December 16, 2009 at 5:03 pm
If the update to those columns is based on data from columns in the same row, why not just create computed columns and call it a day with no updates?
By the way... the problem you're running into is called the "tipping point" and every system has one. My recommendation would be to split the job up so you update about a million rows at a time. Depending on what you're actually doing and how many indexes you have and the shape of your clustered index and if you have any triggers, you should be able to update a million rows about every 7 seconds. And, no... that's not a typo.
--Jeff Moden
Change is inevitable... Change for the better is not.
December 16, 2009 at 5:46 pm
Before answering to your comments, i'll like to tell more about what i am doing. I am migrating data with transformations on the staging database and then move the data to destination database. So i have pulled data from different source databases and based on business requirements, i have created this big table in the staging database. Once i am done with all the transformations, i'll migrate the clean data to the destination database.
Jeff Moden (12/16/2009)
If the update to those columns is based on data from columns in the same row, why not just create computed columns and call it a day with no updates?
Yes, these new columns will be updated based on columns values in same row. But these can't be a computed column as the value is based on lots of different business scenarios and i am using a CASE update statement for updating this column.
The update process of these new columns will be only a once off job as no more data will be added to this staging database table.
By the way... the problem you're running into is called the "tipping point" and every system has one. My recommendation would be to split the job up so you update about a million rows at a time. Depending on what you're actually doing and how many indexes you have and the shape of your clustered index and if you have any triggers, you should be able to update a million rows about every 7 seconds. And, no... that's not a typo.
I read about "tipping point" after your post and it was interesting to find how big impact it can have on the execution timings. Now about the table informaiton, there are 3 indexes all of them non clustered, where 1 is unique non clustered acting as a primary key. (a question in the last of post based on type of index).
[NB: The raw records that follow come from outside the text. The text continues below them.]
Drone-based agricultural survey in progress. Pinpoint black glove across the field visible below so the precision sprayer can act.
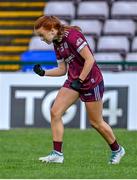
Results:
[70,78,83,91]
[33,64,45,76]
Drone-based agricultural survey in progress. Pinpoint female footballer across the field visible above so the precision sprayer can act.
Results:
[33,16,125,164]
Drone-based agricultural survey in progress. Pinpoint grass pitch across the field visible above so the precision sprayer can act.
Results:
[0,129,137,179]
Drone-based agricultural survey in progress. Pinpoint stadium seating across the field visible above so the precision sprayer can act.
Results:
[77,1,109,20]
[111,1,137,20]
[125,52,137,71]
[85,35,96,52]
[44,1,75,20]
[97,36,130,55]
[0,0,46,71]
[70,19,102,37]
[0,0,137,70]
[103,19,136,38]
[94,52,123,71]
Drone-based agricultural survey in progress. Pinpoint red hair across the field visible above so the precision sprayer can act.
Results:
[34,16,81,35]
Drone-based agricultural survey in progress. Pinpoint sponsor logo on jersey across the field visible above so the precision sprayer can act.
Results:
[65,54,75,63]
[76,37,83,46]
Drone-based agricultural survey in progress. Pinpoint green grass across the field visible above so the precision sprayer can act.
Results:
[0,129,137,179]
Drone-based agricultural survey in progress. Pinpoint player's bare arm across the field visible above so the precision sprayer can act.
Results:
[33,62,67,77]
[45,62,67,77]
[79,46,95,81]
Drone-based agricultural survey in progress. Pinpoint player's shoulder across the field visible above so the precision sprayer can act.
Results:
[64,28,82,41]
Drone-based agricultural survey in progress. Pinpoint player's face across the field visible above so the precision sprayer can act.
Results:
[35,27,58,44]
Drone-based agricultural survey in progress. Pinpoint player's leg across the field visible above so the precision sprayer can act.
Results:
[51,87,79,141]
[39,87,79,163]
[85,100,125,164]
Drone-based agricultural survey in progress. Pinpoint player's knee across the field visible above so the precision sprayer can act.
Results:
[50,108,62,119]
[91,121,101,129]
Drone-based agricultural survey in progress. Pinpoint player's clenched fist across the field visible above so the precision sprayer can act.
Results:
[33,64,45,76]
[70,78,83,91]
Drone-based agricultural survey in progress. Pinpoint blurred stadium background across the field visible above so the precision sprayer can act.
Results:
[0,0,137,179]
[0,0,137,130]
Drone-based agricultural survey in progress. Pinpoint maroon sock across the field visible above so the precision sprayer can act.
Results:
[109,140,119,151]
[53,141,62,152]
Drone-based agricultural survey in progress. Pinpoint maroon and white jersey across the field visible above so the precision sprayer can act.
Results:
[54,28,103,90]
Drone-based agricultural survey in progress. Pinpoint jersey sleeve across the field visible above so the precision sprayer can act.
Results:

No triggers defined on the table.
About running in batches, do you mean by a script which i have to write keeping track of number of rows updated in the table and then run the update statement? If you have any reference handy about the pros and cons of using this approach, that will be great. I am in a habit of doing my research first rather than getting onto machine.
Question about choice of clustered and non clustered index. I have been told by my seniors that it is not a good practise to have clustered index on large tables when you perform updates on columns? One can have non clustered indexes which perform better on big tables. Is it TRUE?
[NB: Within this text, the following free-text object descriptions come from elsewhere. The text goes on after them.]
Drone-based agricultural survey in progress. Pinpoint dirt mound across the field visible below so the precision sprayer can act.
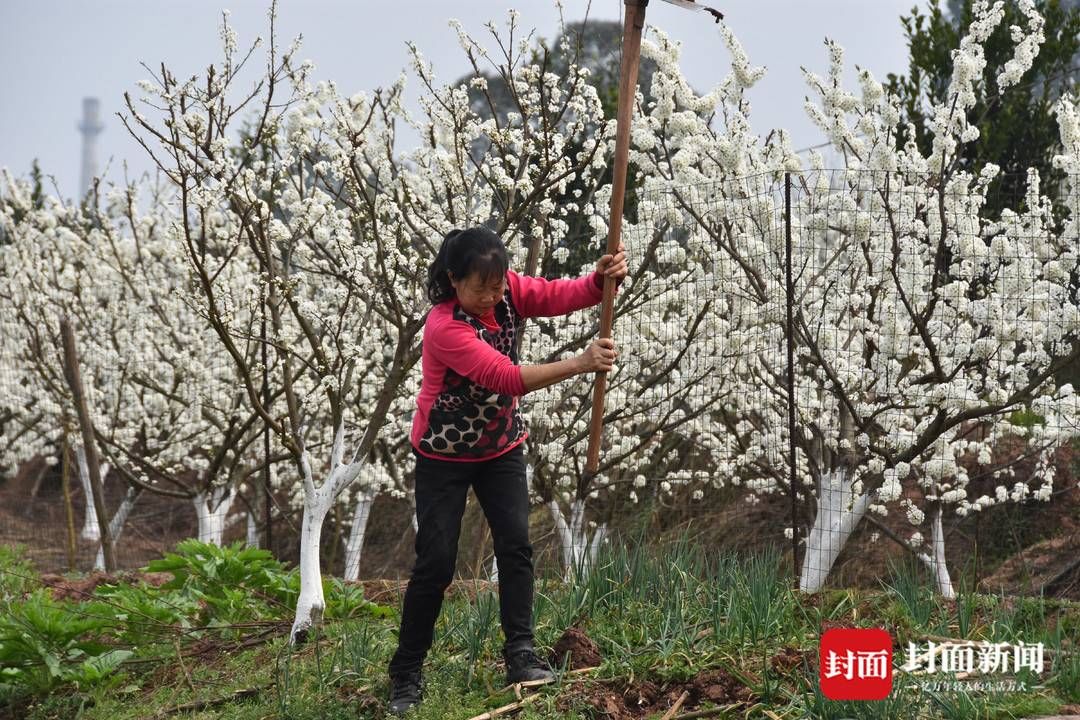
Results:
[551,626,604,670]
[41,570,173,602]
[978,532,1080,599]
[559,668,754,720]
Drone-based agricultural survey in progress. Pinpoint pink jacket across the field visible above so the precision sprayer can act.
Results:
[410,270,617,462]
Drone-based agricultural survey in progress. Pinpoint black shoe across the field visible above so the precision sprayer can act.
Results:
[503,648,555,684]
[389,670,423,717]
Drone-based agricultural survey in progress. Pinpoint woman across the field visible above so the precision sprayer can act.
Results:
[390,228,626,715]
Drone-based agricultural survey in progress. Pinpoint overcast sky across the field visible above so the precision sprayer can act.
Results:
[0,0,922,196]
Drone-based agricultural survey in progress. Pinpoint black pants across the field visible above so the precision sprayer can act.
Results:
[390,445,532,675]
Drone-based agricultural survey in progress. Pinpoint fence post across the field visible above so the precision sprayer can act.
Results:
[60,420,76,572]
[261,280,273,553]
[784,173,799,587]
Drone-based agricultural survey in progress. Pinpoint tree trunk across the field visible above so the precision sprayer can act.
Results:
[548,498,607,582]
[345,491,375,580]
[799,467,870,593]
[75,445,109,541]
[289,492,333,644]
[919,502,956,600]
[246,512,259,547]
[289,446,363,646]
[94,488,140,570]
[191,486,237,546]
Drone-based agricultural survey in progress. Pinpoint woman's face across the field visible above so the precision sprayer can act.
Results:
[450,272,507,315]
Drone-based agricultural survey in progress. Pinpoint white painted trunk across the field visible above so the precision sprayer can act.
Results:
[919,503,956,600]
[291,492,333,644]
[799,470,870,593]
[94,488,139,571]
[75,445,109,540]
[548,498,607,582]
[345,492,375,580]
[289,422,363,646]
[191,486,237,546]
[245,513,259,547]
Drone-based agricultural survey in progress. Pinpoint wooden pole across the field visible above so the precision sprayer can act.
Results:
[60,427,76,572]
[60,317,117,572]
[585,0,649,474]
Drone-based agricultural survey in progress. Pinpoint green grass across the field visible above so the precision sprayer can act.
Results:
[0,538,1080,720]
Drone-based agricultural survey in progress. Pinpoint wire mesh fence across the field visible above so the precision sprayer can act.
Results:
[0,171,1080,594]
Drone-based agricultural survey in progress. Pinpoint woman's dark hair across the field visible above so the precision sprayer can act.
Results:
[428,227,510,304]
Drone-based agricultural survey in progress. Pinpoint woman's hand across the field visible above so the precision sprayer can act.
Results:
[596,242,629,283]
[578,338,619,372]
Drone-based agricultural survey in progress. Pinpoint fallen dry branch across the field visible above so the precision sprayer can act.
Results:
[469,695,540,720]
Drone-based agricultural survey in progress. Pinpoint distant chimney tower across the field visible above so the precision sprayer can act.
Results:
[79,97,105,198]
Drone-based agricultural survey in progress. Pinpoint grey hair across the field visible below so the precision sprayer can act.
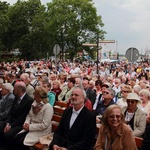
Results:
[73,85,86,98]
[107,88,116,97]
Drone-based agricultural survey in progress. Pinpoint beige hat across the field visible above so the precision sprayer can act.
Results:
[126,93,141,103]
[2,83,14,93]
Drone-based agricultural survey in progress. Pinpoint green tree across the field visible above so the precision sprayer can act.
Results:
[47,0,105,59]
[0,2,10,50]
[3,0,45,59]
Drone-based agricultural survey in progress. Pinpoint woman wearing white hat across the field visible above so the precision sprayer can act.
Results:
[122,93,146,137]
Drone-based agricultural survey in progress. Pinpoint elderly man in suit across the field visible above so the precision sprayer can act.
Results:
[0,82,33,150]
[0,83,15,121]
[50,87,96,150]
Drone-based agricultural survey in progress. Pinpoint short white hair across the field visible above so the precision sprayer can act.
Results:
[2,83,14,93]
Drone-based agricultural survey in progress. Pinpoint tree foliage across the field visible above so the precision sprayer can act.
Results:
[0,0,105,59]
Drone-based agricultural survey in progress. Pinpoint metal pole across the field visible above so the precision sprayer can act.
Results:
[55,45,57,74]
[97,34,99,75]
[116,41,118,60]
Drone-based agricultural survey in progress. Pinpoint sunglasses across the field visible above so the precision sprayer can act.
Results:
[108,115,121,119]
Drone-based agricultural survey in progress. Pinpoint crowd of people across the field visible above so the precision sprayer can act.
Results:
[0,60,150,150]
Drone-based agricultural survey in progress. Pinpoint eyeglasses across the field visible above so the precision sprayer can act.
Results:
[108,115,121,119]
[127,100,137,104]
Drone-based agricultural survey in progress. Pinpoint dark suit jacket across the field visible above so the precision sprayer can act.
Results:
[141,123,150,150]
[50,106,96,150]
[0,93,15,121]
[5,94,33,127]
[86,88,96,106]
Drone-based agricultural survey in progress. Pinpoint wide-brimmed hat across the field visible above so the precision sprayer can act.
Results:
[2,83,14,93]
[126,93,141,103]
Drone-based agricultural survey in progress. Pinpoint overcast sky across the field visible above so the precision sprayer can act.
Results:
[1,0,150,54]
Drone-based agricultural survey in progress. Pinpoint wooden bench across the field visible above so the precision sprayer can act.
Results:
[33,101,68,150]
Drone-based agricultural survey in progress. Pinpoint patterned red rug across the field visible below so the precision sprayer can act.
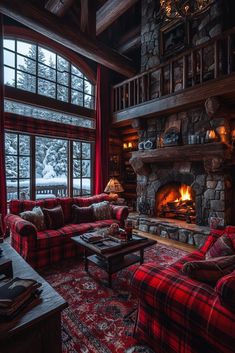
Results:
[41,244,186,353]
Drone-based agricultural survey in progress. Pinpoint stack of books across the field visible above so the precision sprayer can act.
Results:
[0,277,41,318]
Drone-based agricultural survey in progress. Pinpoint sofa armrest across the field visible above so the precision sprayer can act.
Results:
[215,271,235,311]
[5,214,37,238]
[110,205,129,225]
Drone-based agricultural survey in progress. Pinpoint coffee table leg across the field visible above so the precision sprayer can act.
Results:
[107,260,112,288]
[84,248,88,272]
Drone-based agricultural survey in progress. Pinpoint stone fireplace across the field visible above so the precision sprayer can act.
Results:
[130,107,235,245]
[155,182,196,223]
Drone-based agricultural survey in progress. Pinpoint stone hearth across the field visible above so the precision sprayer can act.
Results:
[130,143,233,226]
[128,213,210,247]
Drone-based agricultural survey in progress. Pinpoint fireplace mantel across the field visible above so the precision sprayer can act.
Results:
[130,142,234,175]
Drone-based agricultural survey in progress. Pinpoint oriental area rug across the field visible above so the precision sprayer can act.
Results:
[41,244,186,353]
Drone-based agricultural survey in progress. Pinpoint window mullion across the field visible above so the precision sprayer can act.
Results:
[30,135,36,200]
[68,140,73,197]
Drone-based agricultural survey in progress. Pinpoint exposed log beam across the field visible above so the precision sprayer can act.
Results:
[45,0,74,17]
[96,0,138,36]
[0,0,135,77]
[117,26,141,54]
[113,74,235,127]
[117,35,141,54]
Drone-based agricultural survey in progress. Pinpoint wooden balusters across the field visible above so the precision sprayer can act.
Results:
[169,61,174,94]
[159,66,164,97]
[227,35,233,75]
[183,55,188,89]
[199,48,204,83]
[128,81,132,107]
[113,28,235,111]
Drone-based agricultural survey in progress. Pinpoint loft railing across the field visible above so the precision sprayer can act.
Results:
[112,28,235,112]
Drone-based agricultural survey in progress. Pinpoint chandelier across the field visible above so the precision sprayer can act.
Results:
[160,0,214,19]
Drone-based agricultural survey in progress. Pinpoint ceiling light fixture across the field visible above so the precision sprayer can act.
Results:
[159,0,214,20]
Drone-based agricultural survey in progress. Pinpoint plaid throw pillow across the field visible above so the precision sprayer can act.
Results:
[215,272,235,311]
[19,207,46,230]
[91,201,112,221]
[205,235,234,260]
[72,205,94,224]
[182,255,235,284]
[42,205,64,229]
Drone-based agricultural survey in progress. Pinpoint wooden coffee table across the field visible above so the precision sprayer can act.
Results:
[71,235,157,288]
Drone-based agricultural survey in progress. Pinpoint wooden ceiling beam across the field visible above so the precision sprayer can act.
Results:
[0,0,135,77]
[45,0,74,17]
[96,0,138,36]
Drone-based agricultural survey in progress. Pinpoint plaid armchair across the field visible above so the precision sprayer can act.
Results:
[5,194,128,268]
[132,227,235,353]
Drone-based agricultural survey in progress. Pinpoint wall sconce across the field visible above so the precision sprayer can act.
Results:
[205,130,217,142]
[216,126,229,143]
[122,142,134,151]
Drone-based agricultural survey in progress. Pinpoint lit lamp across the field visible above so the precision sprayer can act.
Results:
[104,178,124,200]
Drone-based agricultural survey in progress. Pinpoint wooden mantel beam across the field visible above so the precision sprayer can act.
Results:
[0,0,135,77]
[45,0,74,17]
[96,0,138,36]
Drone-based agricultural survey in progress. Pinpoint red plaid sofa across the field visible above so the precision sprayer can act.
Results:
[132,227,235,353]
[5,194,128,268]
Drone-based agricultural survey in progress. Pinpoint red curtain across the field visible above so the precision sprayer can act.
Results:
[0,15,7,229]
[94,64,110,194]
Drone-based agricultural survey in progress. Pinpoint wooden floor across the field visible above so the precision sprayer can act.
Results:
[136,230,196,252]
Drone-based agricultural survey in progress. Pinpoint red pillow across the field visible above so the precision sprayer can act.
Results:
[215,272,235,311]
[182,255,235,284]
[205,235,234,260]
[72,205,94,224]
[42,205,64,229]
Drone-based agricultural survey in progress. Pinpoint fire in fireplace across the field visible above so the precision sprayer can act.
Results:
[155,183,196,223]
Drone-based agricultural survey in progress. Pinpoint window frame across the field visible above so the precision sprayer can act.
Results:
[5,129,94,202]
[3,35,96,109]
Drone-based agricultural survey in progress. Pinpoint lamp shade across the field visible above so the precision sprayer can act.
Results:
[104,178,124,193]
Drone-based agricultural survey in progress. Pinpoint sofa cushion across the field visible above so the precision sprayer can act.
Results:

December 16, 2009 at 6:01 pm
you'd simply change your update statement just a little bit, so it only updates where the destination column is null;
something like this:
SET ROWCOUNT 500000 --only fiddle with half a million rows at a time.
WHILE 1=1
BEGIN
UPDATE MYTABLE
SET DESTCOLUMN = CASE.....
END
FROM OTHERTABLES
WHERE ...
AND MYTABLE.DESTCOLUMN IS NULL
--add a bailout condition
IF @@ROWCOUNT = 0
BREAK
END
SET ROWCOUNT 0
you just keep repeating until you are done.
Lowell
December 16, 2009 at 6:33 pm
Lowell (12/16/2009)
you'd simply change your update statement just a little bit, so it only updates where the destination column is null;
Lowell, as the destination column is a new column added to the table, all the values will be NULL, then why is there a need to restrict the destination column to null values only?
December 16, 2009 at 6:44 pm
Is it just because i don't end up updating same records again and again?
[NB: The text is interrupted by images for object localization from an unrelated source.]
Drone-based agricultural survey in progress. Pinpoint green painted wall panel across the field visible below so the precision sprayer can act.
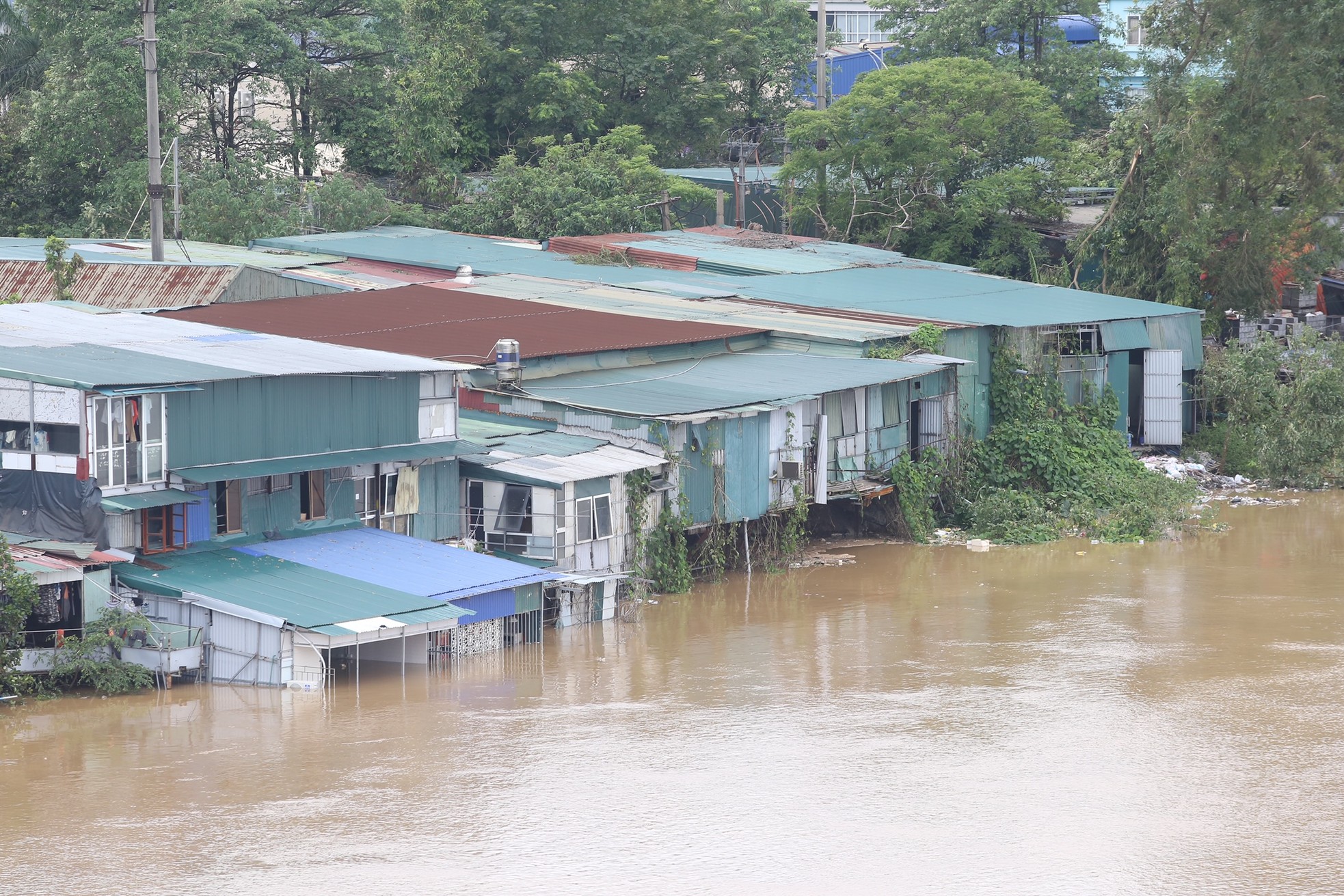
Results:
[410,459,462,541]
[722,413,770,521]
[168,373,419,467]
[243,476,298,534]
[1106,352,1129,433]
[943,327,993,439]
[682,420,723,524]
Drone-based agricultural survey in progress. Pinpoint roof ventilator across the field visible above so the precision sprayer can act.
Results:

December 16, 2009 at 7:07 pm
Lowell, based on your example code, i have written my query below after removing case statements and making it simple to understand and clarify the logics:
SET ROWCOUNT 500000 --only fiddle with half a million rows at a time.
WHILE 1=1
BEGIN
UPDATEBH
SETBH.xx = VN.yy
FROM dbo.aa BH
INNER JOIN dbo.bb VN ON BH.recordid = VN.recid
WHEREBH.xx is null
IF @@ROWCOUNT = 0
BREAK
END
SET ROWCOUNT 0
Here BH.xx is the newly added column which will be updated with VN.yy
A big question, what if VN.yy computes a value as NULL or records which are not considered in the join, then these records will be included in next 500000 batch run as well. How can i get rid of this record as well. Will it be fine if i use another column BH.recordid. The idea will be keep track of recordid into a variable and update records based on BH.recordid variable value and BH.xx is null.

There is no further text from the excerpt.